En Congrès à Reims, du 4 au 7 octobre derniers, les étudiants de la Fnesi ont montré, une fois encore, leur détermination à devenir maîtres de leur avenir avec deux affirmations majeures : une intégration universitaire complète et la création d’une discipline en sciences infirmières.
Il est réjouissant et surtout rassurant d’observer les étudiants en soins infirmiers... Certains les disent désabusés, théoriciens et peu praticiens, désengagés face à leur avenir, loin des réalités économiques, passifs... Il suffit de venir écouter leurs débats et leurs prises de position au cours du congrès annuel de la Fédération nationale des étudiants en soins infirmiers (Fnesi), cette année à Reims, pour en être convaincus : les étudiants ont la gnaque... Ils pansent certes et pensent aussi ! Et c’est franchement une bonne nouvelle d’observer une si belle motivation pour faire évoluer leur formation et dessiner les contours d’un métier infirmier qui se doit d’évoluer pour affirmer sa place essentielle au cœur des politiques de santé du 21e siècle.
Pour Ève Guillaume (L3 à l'Ifsi de Nancy), présidente reconduite lors de l’Assemblée générale de la Fnesi, avec un projet fort intitulé « Pour une formation infirmière moderne, active et évolutive », « il est aujourd’hui évident que notre intégration universitaire doit être une réalité concrète avec les conditions sociales qui vont avec, et que la création d’une discipline en sciences infirmières s’impose si nous voulons défendre la qualité de notre formation, notre cœur de métier et les compétences qui s’y rattachent ».
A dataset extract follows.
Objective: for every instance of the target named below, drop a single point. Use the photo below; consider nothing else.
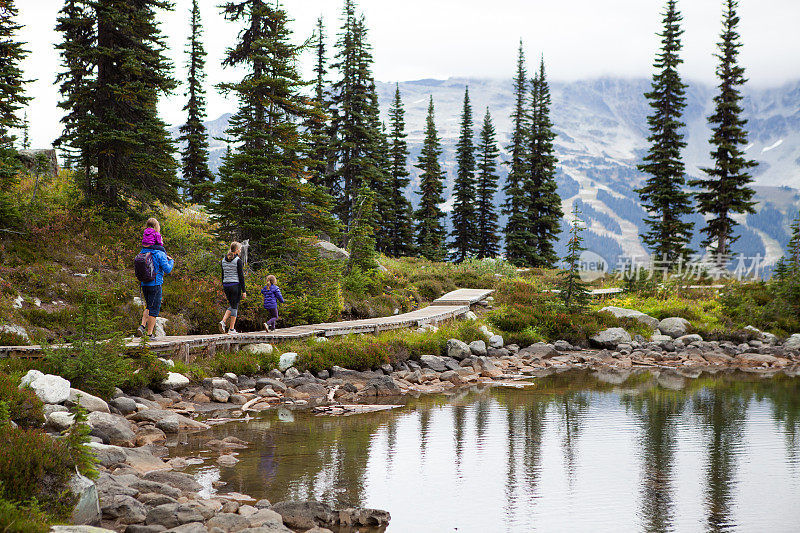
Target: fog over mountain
(601, 127)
« Pour une formation infirmière moderne, active et évolutive », la profession de foi d’Ève Guillaume, présidente de la Fnesi.
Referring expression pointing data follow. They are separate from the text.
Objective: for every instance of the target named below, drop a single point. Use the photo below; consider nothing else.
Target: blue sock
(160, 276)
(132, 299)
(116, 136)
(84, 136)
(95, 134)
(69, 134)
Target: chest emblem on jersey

Les débats nourris lors de ce congrès ont permis d’expliciter ces différentes problématiques en donnant des points de vues différents, parfois concordants, mais pas toujours, ce qui a ajouté de l'animation aux échanges...
Lors de la première table-ronde « 20 ans après, ESI si nous étions égaux aux étudiants de l’enseignement supérieur », la Fnesi a défendu une ligne de conduite sans appel : « on veut être à l’université et dès maintenant », ce à quoi la représentante du ministère de la Santé, Michèle Lenoir-Salfati, a répondu : « ce modèle est en discussion car les infirmiers ne sont pas les seuls acteurs. Il faut s’assurer que l’université a les moyens d’intégrer des formations paramédicales et quel modèle pédagogique peut être initié ». De son côté, Joëlle Kozlowski, présidente du Comité d’entente infirmières et cadres (CEFIEC), s’est montré très prudente sur l’évolution de la formation en soins infirmiers, rappelant « le poids de l’histoire » que personne ne peut ignorer... Un bilan et une évaluation de la réforme de 2009 est attendu d’ici à la fin d’année de la part du ministère de la Santé, affirmant d’ores et déjà par la voix de Michèle Lenoir-Salfati que « les diplômés de juin 2012 sont de bons infirmiers » dès fois que certains en douteraient... Bref un « wait and see » que les étudiants en soins infirmiers ne veulent pas entendre !
« Acceptons qu’une évolution soit une évolution de la profession pouvant contribuer à une amélioration de la qualité, de la quantité et de la répartition des soins offerts » a affirmé Odessa Dariel.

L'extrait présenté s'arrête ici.